Friday, April 14, 2006


My favorite TV show as a teenager was MAGNUM P.I., and Universal was kind enough to send me THE COMPLETE THIRD SEASON (1983-84) box set for review. As it happens, I remembered this season vividly, as its season premiere, an episode entitled "Did You See the Sunrise," had a kicker of an ending that had a huge impact on me and had stuck with me ever since.

We're all familiar with the show, right? Tom Selleck played Thomas Sullivan Magnum, a hunky Vietnam vet-turned-private eye, who lived on the estate of never-seen millionaire novelist Robin Masters in Hawaii, and drove Masters' red Ferrari. A prototypical slacker, Magnum maintained an adversarial relationship with the estate's major domo Higgins (Jonathan Hillerman) and sometimes strained friendships with his wartime buddies Rick and T.C. (Larry Manetti and Roger E. Mosley), all of whom were frequently dragged into his P.I. cases (and shot at).
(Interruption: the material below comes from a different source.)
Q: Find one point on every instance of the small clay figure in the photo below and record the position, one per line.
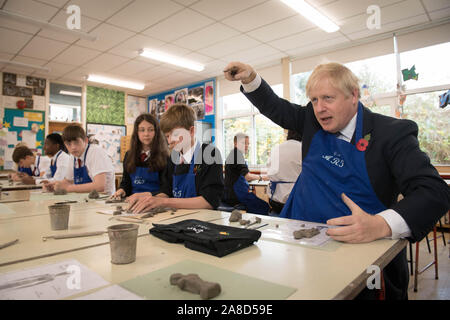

The show featured lots of pretty Hawaiian scenery, loud Hawaiian shirts and chicks in bathing suits. Eighties escapism at its finest.

By this third season, the focus of the show was firmly on Magnum and his pals, with the plots taking a back seat to their familial bickering. That's not to say the show wasn't entertaining or that every episode was fluff, but let's just say that following the stories didn't strain the brain. There are some good ones, however. The above-mentioned season premiere has a ludicrous plot but some great characterization and a real gut-punch climax. Other high points include "Flashback," in which Magnum dreams that he's a private eye in 1936; "Almost Home," in which Magnum must clear the name of a dead sailor accused of being AWOL during the Pearl Harbor attack; and "Faith and Begorrah," which sees Hillerman playing double roles as both Higgins and his illegitimate half-brother, an Irish cleric with ties to the IRA.

The set is typical Universal TV-on-DVD fare: 22 episodes spread across three double-sided, double-layered "flipper" discs in slim packs. The episodes are presented in their original full frame, 1.33:1 aspect ratio and are just okay. There's a fair amount of grain and some occasional dirt, but watchable. I had playback issues on one disc which rendered one episode unviewable, but that's par for the course with these double-sided discs. The only extra is an episode from Season 4, "Letter to a Duchess." Audio is 2.0 Dolby mono and is adequate – levels are good and there's no noticeable background noise.

Overall, another adequate catalog television release from Universal. If you're a fan, you'll want it, but don't expect anything special from the presentation.